De fato, quando foi ao ar em 2012, "Avenida Brasil" representava na TV o bom momento econômico do Brasil e a ascensão da classe C. Um dos fatos curiosos é que, mesmo sendo rica, a família do protagonista Tufão (Murilo Benício) não deixava de morar no subúrbio, no fictício bairro do Divino.
Para Cacau Protásio, que viu a sua vida transformada depois de ficar conhecida nacionalmente como a Zezé, se "Avenida Brasil" fosse transmitida hoje novamente na faixa das nove, teria a mesma audiência da primeira vez em que passou. "Eu vejo as pessoas vendo pelo celular, imagine se passasse a noite."
Outro ponto alto das duas novelas é que ambas possuem vilãs muito fortes e carismáticas. Branca (Susana Vieira) e Carminha (Adriana Esteves) entraram para a lista das malvadas que os brasileiros amam odiar. Embora fossem diferentes, as duas tinham características semelhantes, como o humor ácido e o fato de odiaram e maltratarem um dos filhos enquanto reservavam o amor para o outro.
Branca amava Marcelo (Fábio Assunção) e não suportava Leonardo (Murilo Benício). Já Carminha adorava Jorginho (Cauã Reymond) e debochava da própria filha, Ágata (Ana Karolina). Apesar disso e das muitas maldades, Adriana Esteves e Susana Vieira apontam que o humor foi fundamental para que as vilãs caíssem no gosto do público. "Ela [A Carminha] enxergava a vida com inteligência e humor", disse Esteves.
"Acho que o segredo do carisma da Branca é o senso de humor. Não fica pesada a vilania. As pessoas pegaram as falas da Branca e trouxeram para situações que vivemos no dia a dia. Então, no lugar do ódio, as pessoas passaram a amar a Branca", afirmou Susana Viera.
Como é feita a escolha
Segundo a Globo, a escolha da novela que será reprisada no Vale a Pena Ver de Novo é resultado de uma negociação que leva em conta condições técnicas da obra, pedidos do público, avaliação artística da direção de dramaturgia e "critérios estratégicos de programação".

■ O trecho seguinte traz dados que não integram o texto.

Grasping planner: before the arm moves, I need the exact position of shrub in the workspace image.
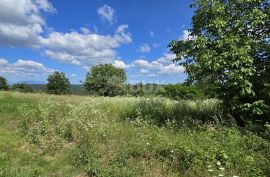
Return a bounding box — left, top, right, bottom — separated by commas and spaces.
158, 84, 203, 100
84, 64, 127, 96
47, 71, 70, 95
0, 76, 8, 90
12, 83, 34, 93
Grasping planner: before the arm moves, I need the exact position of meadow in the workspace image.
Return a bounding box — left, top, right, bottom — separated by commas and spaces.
0, 92, 270, 177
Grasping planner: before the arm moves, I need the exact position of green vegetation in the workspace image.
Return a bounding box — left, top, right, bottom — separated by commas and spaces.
159, 84, 204, 100
47, 71, 70, 95
169, 0, 270, 123
0, 0, 270, 177
11, 83, 34, 93
0, 92, 270, 177
0, 76, 8, 90
84, 64, 127, 96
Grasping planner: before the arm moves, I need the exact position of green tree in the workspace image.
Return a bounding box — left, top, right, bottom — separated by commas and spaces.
0, 76, 8, 90
84, 64, 127, 96
169, 0, 270, 120
158, 84, 203, 100
47, 71, 70, 95
12, 83, 34, 93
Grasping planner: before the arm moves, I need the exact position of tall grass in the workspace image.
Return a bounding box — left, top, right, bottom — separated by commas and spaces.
0, 93, 270, 177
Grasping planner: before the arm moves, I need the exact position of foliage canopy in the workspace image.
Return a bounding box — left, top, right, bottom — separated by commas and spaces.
12, 83, 34, 93
84, 64, 127, 96
169, 0, 270, 120
47, 71, 70, 95
0, 76, 8, 90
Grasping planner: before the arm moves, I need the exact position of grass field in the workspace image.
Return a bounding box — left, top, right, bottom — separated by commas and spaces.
0, 92, 270, 177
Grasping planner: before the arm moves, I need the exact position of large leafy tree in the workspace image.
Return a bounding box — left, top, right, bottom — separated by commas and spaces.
12, 83, 34, 93
169, 0, 270, 119
47, 71, 70, 95
84, 64, 127, 96
0, 76, 8, 90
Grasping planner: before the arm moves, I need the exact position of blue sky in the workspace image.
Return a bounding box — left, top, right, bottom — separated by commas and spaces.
0, 0, 193, 83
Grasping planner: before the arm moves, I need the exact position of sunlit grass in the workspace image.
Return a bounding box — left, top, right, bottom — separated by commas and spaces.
0, 92, 270, 177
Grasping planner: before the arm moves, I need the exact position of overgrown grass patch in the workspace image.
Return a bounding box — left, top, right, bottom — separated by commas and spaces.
0, 93, 270, 177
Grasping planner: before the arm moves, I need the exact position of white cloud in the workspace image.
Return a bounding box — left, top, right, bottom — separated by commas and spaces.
0, 0, 132, 67
35, 0, 56, 13
140, 69, 149, 74
97, 5, 116, 25
42, 25, 132, 66
0, 58, 8, 65
180, 30, 195, 41
150, 31, 155, 37
157, 53, 176, 64
133, 56, 185, 76
153, 43, 161, 48
138, 44, 151, 53
0, 59, 54, 77
115, 54, 185, 77
113, 60, 130, 69
0, 0, 55, 47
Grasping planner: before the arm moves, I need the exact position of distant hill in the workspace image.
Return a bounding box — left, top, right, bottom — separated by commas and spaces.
29, 82, 164, 95
30, 84, 89, 95
19, 80, 46, 85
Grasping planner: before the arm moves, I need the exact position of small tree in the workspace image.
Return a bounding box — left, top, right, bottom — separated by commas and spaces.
158, 84, 203, 100
84, 64, 127, 96
12, 83, 34, 93
0, 76, 8, 90
47, 71, 70, 95
169, 0, 270, 122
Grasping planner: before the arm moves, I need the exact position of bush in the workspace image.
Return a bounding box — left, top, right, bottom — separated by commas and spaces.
158, 84, 203, 100
0, 76, 8, 90
12, 83, 34, 93
122, 98, 222, 128
47, 71, 70, 95
84, 64, 127, 96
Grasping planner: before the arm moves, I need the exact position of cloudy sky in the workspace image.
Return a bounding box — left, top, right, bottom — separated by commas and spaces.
0, 0, 192, 83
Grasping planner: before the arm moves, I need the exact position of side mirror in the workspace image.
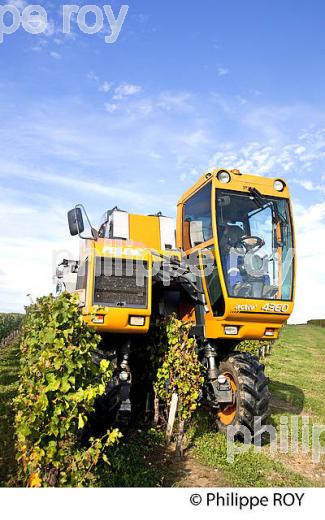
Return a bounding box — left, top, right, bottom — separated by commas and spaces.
68, 208, 85, 237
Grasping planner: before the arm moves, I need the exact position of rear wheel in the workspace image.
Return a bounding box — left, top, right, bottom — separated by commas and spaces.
217, 352, 270, 437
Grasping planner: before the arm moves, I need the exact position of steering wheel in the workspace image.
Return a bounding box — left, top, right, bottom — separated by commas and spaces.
234, 235, 265, 253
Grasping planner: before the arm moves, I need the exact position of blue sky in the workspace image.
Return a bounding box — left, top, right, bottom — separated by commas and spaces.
0, 0, 325, 321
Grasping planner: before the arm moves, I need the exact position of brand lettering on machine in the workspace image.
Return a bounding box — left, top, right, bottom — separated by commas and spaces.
235, 303, 257, 312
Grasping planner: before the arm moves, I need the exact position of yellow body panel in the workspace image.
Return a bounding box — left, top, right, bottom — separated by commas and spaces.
76, 239, 152, 334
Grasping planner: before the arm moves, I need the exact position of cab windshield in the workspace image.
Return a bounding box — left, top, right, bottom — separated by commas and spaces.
216, 189, 294, 300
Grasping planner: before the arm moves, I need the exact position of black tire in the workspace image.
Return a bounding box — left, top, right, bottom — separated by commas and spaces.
217, 352, 270, 439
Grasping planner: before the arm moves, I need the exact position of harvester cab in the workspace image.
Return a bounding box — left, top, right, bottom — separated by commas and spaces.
62, 169, 294, 434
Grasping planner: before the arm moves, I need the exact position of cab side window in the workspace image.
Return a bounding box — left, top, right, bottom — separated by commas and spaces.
183, 182, 212, 251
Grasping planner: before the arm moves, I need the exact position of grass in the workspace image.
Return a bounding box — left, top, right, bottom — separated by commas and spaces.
0, 325, 325, 487
186, 325, 325, 487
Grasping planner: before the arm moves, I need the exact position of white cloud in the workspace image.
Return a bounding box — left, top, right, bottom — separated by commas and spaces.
98, 81, 113, 92
50, 51, 61, 60
217, 67, 230, 77
180, 129, 211, 147
113, 83, 142, 100
104, 103, 119, 114
5, 0, 27, 9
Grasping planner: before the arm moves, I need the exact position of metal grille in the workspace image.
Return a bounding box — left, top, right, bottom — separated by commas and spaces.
94, 257, 148, 308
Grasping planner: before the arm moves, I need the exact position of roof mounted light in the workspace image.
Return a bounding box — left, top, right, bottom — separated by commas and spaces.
273, 179, 286, 191
217, 170, 231, 184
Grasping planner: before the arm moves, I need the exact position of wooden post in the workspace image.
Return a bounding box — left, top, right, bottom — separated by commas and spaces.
153, 390, 159, 426
175, 421, 185, 460
166, 393, 178, 444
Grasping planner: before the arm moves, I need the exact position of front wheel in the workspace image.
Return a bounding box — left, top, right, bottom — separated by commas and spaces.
216, 352, 270, 438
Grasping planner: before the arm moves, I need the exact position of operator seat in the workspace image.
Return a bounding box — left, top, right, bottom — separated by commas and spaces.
220, 224, 245, 289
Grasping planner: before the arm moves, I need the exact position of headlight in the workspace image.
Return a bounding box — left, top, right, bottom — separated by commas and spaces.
91, 316, 104, 323
225, 325, 238, 336
129, 316, 146, 327
217, 170, 231, 184
273, 179, 286, 191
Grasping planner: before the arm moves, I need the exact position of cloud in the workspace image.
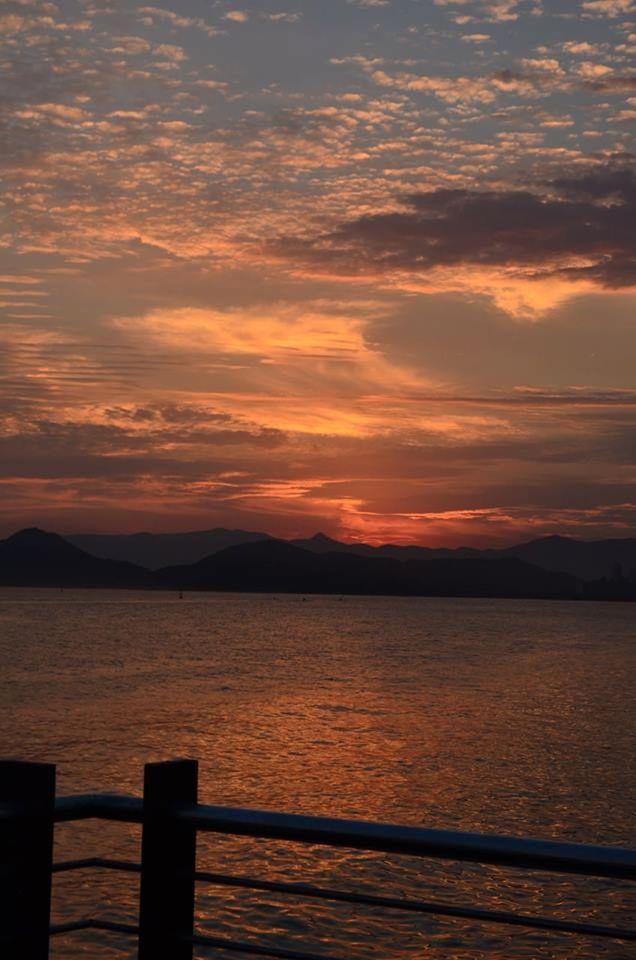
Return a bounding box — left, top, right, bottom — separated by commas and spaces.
275, 165, 636, 304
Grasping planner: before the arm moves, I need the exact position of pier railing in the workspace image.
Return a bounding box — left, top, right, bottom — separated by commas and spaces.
0, 760, 636, 960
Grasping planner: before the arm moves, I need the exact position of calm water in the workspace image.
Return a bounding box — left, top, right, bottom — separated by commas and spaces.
0, 590, 636, 960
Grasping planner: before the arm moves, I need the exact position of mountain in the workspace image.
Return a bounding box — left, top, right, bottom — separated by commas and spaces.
0, 528, 151, 587
66, 527, 636, 582
499, 537, 636, 582
155, 540, 577, 598
66, 527, 271, 570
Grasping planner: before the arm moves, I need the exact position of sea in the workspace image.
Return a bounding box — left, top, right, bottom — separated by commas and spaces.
0, 589, 636, 960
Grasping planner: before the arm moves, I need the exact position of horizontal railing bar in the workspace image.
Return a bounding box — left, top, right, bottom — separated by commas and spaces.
187, 933, 342, 960
194, 870, 636, 940
55, 793, 144, 823
49, 920, 93, 937
53, 857, 141, 873
55, 794, 636, 880
49, 920, 139, 937
47, 857, 636, 941
53, 857, 636, 941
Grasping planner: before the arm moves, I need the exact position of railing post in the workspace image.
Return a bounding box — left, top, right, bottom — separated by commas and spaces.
138, 760, 198, 960
0, 760, 55, 960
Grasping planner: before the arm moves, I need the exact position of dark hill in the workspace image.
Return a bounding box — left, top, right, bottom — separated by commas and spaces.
66, 527, 271, 570
156, 540, 577, 598
0, 528, 151, 587
500, 537, 636, 581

"As reprises falam direto à memória afetiva do telespectador, mas também são uma oportunidade de conquistar um novo público, que ainda não teve contato com o conteúdo", afirma a Globo, em nota.
De acordo com a emissora, ainda não há uma definição de qual trama substituirá a novela de João Emanuel Carneiro. Apesar do sucesso da faixa, muitos fãs de "Por Amor" e de "Avenida Brasil" reclamam nas redes sociais dos cortes que são feitos em cenas mais fortes nas reprises.
Segundo a Globo, os conteúdos podem passar por ajustes e adequações aos horários ao serem reexibidos. "Sempre com o cuidado de não comprometer a essência da obra e das tramas abordadas."